Stamattina leggevo questa bella citazione tratta dal libro LE CITTÁ INVISIBILI di Italo Calvino: “L’inferno dei viventi non è qualcosa che sarà; se ce n’è uno, è quello che è già qui, l’inferno che abitiamo tutti i giorni, che formiamo stando insieme. Due modi ci sono per non soffrirne. Il primo riesce facile a molti: accettare l’inferno e diventarne parte fino al punto di non vederlo più. Il secondo è rischioso ed esige attenzione e apprendimento continui: cercare e saper riconoscere chi e cosa, in mezzo all’inferno, non è inferno, e farlo durare, e dargli spazio”.
Mi ha colpito perchè penso a quante volte – vivendo oggi la festa del Battesimo di Gesù – la celebrazione urgente di questo sacramento, soprattutto fino a qualche anno fa, veniva legata proprio alla paura dell’inferno. E magari bastava quel rito apotropaico e vagamente magico per deresponsabilizzarsi per sempre, tanto, al massimo, se l’avevi ricevuto, ma nella vita te ne dimenticavi, “ti facevi solo un po’ di purgatorio”.
Una concezione un po’ antievangelica, a dire il vero, perchè il senso del Battesimo non è tanto quello di avere paura di finire all’inferno, ma di “mettersi in fila” con Gesù non arrestati dalla paura della morte, ma vivificati ed energizzati dal desiderio di vivere e portare vita, come Lui ci ha insegnato. Un modo umano. Un modo di chi sa “mettersi in fila con gli altri” e con chi ha bisogno. Un modo che appartiene a chi sente lo sguardo benedicente e benevolente di Dio su di sé. E questo, insieme! In una comunità che diventa parrocchiale perchè fa accadere questo desiderio di vita proprio “tra le case” e nelle case, le nostre. Siamo privilegiati perchè l’attenzione e l’apprendimento continui ci vengono forniti ogni volta che accogliamo la buona notizia del Vangelo, – da soli o in Chiesa – con il cuore vigile e accogliente.
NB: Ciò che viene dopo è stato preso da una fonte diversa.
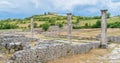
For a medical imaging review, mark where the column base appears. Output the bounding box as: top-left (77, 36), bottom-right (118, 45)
top-left (100, 44), bottom-right (108, 49)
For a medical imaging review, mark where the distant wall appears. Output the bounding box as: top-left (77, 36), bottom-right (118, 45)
top-left (96, 35), bottom-right (120, 43)
top-left (11, 42), bottom-right (100, 63)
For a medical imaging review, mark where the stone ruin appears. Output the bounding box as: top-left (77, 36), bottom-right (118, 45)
top-left (96, 34), bottom-right (120, 42)
top-left (11, 41), bottom-right (100, 63)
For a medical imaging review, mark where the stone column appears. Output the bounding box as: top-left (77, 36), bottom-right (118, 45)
top-left (31, 18), bottom-right (34, 39)
top-left (67, 13), bottom-right (72, 44)
top-left (101, 10), bottom-right (107, 48)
Non so se D’Avenia avesse in mente questa frase quando ha scritto il suo romanzo CIÓ CHE INFERNO NON É, dove racconta la vita di don Puglisi, il quale, nell’inferno del Brancaccio cerca con tutte le sue forze di ridare vitalità e mentalità nuove a chi veniva soffocato dalle logiche della mafia. Uno splendido dono per ridare vita agli altri e dare la propria sino alla fine. Che meraviglia pensare così il Battesimo! Insieme, e con Gesù.